- Branding should play a minimal role in business-to-employee, B2E, communications. Unlike typical business-to-anything, your target audience is your employees which is made by your employees. Your employee already knows they work for you, so you can focus on your message with less restrictions and more creativity.
- Be okay with ugly…at first anyway. The greatest hurdle in using a content management system (CMS) like SharePoint, WordPress, Drupal has always been its default look and capabilities. With B2E, it’s wiser to sacrifice beauty to maximize functionality and adoptability. (Don’t confuse aesthetics with the user interface and user experience. The utmost importance should always be the user interface and user experience or else no one will want to return willingly.)
- Ditch the corporate voice and acknowledge your employees are real people who are already invested in what you have to say. Ask yourself, does it appeal to you in the way that you intend to appeal to them?
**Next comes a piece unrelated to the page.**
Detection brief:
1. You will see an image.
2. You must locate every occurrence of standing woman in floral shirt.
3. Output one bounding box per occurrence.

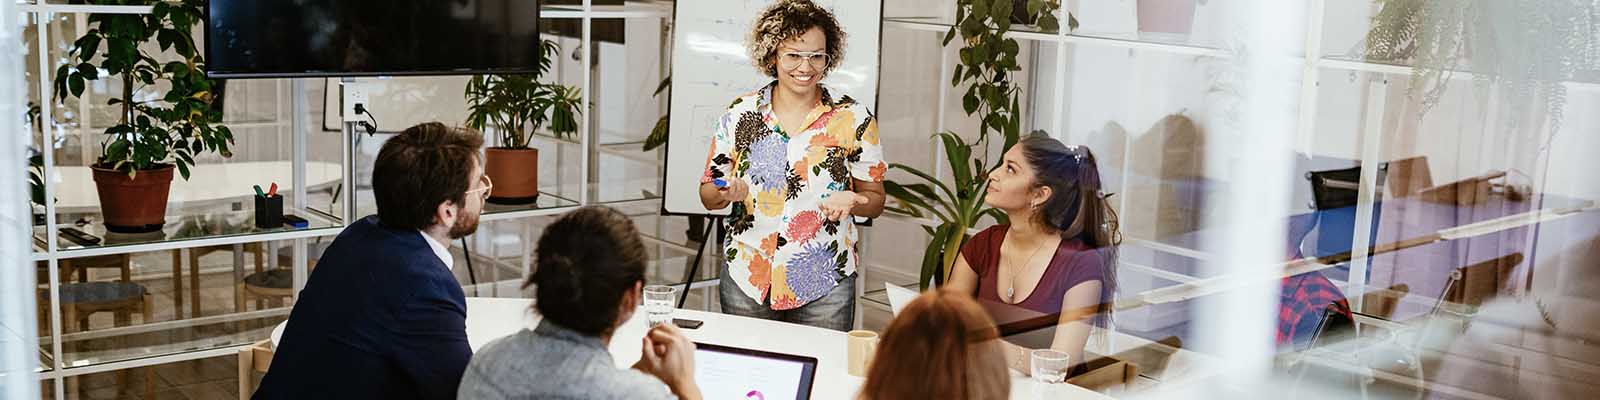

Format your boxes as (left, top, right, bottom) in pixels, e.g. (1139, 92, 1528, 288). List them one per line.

If not, it should.
- Take back valuable real estate. By losing focus on your logo and a uniform look, you can focus on conveying what you are trying to say.
- Spend your time effectively. If it takes you a long time to get and apply your standards, it might not be worth it.
- You have two end users to look out for, those creating the content and those interacting with the assets they create. That means you should design a platform that is simple and intuitive to create, update, monitor, analyze and manage that delivers meaningful and memorable interactions.